Synopsis of Rule of Law. When special interrogatories are inconsistent with the general verdict, the special interrogatories control.
Where there is a view of the case that makes the jury's answers to special interrogatories consistent, they must be resolved that way.View Full Point of Law
Issue. Whether the findings of fact in the answers given by the jury to the special interrogatories were consistent with each other and whether one or more, if consistent with each other, were inconsistent with the general verdict fixing the total sum of damages to the Plaintiffs resulting from the death of the decedent.

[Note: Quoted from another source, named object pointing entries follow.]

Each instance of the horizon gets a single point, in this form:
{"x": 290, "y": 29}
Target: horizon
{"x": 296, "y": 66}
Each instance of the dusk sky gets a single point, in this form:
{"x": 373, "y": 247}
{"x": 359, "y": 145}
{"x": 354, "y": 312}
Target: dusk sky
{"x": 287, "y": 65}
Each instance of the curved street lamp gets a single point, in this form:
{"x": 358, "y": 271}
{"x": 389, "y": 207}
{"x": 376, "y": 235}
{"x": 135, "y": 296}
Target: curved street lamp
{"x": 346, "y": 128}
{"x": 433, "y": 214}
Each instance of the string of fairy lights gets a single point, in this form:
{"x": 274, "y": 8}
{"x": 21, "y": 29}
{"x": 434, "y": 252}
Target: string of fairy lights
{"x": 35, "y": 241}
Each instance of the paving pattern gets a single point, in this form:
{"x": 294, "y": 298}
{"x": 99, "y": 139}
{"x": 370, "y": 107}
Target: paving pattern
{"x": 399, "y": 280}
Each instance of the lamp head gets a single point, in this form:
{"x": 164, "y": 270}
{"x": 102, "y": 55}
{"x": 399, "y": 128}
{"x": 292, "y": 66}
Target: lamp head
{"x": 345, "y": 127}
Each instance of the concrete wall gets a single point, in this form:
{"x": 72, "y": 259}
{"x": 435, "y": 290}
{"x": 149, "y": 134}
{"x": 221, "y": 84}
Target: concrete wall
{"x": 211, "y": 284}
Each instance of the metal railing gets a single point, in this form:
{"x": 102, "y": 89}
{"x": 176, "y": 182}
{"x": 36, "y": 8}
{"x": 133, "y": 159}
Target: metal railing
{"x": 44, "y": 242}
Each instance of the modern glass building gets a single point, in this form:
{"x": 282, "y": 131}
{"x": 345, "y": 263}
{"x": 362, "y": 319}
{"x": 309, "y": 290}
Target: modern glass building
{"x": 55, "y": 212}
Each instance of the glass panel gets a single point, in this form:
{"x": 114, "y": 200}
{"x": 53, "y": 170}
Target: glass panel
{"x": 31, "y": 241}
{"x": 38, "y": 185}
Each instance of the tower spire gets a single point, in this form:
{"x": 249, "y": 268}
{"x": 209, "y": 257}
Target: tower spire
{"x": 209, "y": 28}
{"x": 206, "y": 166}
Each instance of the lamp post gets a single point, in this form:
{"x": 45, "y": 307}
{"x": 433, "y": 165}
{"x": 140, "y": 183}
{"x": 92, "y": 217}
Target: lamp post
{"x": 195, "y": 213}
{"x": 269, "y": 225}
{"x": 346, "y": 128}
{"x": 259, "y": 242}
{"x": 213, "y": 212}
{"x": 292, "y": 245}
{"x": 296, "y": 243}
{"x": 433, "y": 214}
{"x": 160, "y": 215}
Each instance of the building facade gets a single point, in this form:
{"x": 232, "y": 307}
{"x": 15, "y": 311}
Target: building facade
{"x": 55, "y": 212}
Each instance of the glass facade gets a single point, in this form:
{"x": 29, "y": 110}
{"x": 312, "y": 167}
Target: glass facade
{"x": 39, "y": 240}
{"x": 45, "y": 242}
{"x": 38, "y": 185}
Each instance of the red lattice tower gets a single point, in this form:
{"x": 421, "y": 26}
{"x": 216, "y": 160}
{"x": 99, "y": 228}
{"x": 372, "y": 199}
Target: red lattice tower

Held. The jury’s findings of fact in the special interrogatories control over the general verdict. The Federal Rules of Civil Procedure (FRCP) Rule 49(b) does not grant power to the court to submit additional interrogatories after the jury has returned its verdict having answered the special interrogatories and at the same time the general verdict. The answers to the 11 special interrogatories were not harmonious and reconcilable with the general verdict of $114,655.00. That before entering a new trial, the Court must make calculations from the special interrogatories and enter a judgment from there. The Court calculated the damages at $171,702.00.

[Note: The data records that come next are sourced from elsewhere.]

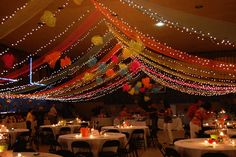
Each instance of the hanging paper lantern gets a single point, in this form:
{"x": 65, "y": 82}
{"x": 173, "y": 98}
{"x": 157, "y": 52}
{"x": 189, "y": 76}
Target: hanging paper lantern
{"x": 136, "y": 46}
{"x": 139, "y": 84}
{"x": 114, "y": 59}
{"x": 78, "y": 2}
{"x": 8, "y": 60}
{"x": 155, "y": 90}
{"x": 110, "y": 72}
{"x": 142, "y": 89}
{"x": 136, "y": 88}
{"x": 92, "y": 61}
{"x": 126, "y": 53}
{"x": 48, "y": 18}
{"x": 97, "y": 40}
{"x": 122, "y": 66}
{"x": 134, "y": 66}
{"x": 102, "y": 67}
{"x": 132, "y": 91}
{"x": 146, "y": 82}
{"x": 122, "y": 72}
{"x": 88, "y": 76}
{"x": 129, "y": 77}
{"x": 52, "y": 58}
{"x": 126, "y": 87}
{"x": 65, "y": 62}
{"x": 99, "y": 80}
{"x": 146, "y": 98}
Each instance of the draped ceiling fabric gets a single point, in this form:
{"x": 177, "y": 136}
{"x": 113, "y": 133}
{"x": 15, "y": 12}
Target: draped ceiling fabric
{"x": 95, "y": 47}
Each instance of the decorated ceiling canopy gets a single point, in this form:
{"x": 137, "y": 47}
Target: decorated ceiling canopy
{"x": 75, "y": 50}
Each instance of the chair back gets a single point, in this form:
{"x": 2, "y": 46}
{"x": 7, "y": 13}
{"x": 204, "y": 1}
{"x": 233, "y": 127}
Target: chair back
{"x": 65, "y": 130}
{"x": 81, "y": 145}
{"x": 214, "y": 155}
{"x": 113, "y": 130}
{"x": 171, "y": 152}
{"x": 65, "y": 153}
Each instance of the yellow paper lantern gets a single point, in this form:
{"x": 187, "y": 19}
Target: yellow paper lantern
{"x": 126, "y": 53}
{"x": 88, "y": 76}
{"x": 78, "y": 2}
{"x": 146, "y": 98}
{"x": 110, "y": 72}
{"x": 97, "y": 40}
{"x": 122, "y": 66}
{"x": 139, "y": 84}
{"x": 52, "y": 58}
{"x": 132, "y": 91}
{"x": 136, "y": 46}
{"x": 48, "y": 18}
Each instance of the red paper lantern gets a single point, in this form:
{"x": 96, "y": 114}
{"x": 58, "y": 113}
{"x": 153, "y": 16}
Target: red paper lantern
{"x": 114, "y": 59}
{"x": 134, "y": 66}
{"x": 110, "y": 72}
{"x": 8, "y": 60}
{"x": 126, "y": 87}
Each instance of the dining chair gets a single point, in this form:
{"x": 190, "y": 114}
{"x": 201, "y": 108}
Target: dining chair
{"x": 65, "y": 153}
{"x": 214, "y": 155}
{"x": 171, "y": 152}
{"x": 113, "y": 130}
{"x": 137, "y": 136}
{"x": 46, "y": 135}
{"x": 110, "y": 149}
{"x": 54, "y": 146}
{"x": 64, "y": 130}
{"x": 81, "y": 148}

Discussion. There are multiple forms of verdicts in which the jury renders its decision. The first is the general verdict, which the majority of courts use. In this form of verdict, all a jury has to do is announce which party wins and if it is the plaintiff, the amount of recovery. There are two problems with this form. First, there is no way to tell how the jurors decided the specific issues. Second, there is no way to tell whether the jury actually focused on every major aspect of the case as per the judge’s instructions or whether they decided on sentiment or bias. The special verdict requires the jury to answer a series of questions regarding each facet of the case. Its proponents argue that special verdicts allow the court, litigants and public to see how the jury has made its decision. However, its dissenters assert that it undermines the fundamental nature of the jury decision. The third type, used in this case is the general verdict with answers to interrogatories. This form permits the jury to give a general verdict, but also requires it to provide answers to a series of questions that are usually less extensive than those used in the special verdict. The problem, as evidenced by this case, is when the general verdict differs from the special interrogatories.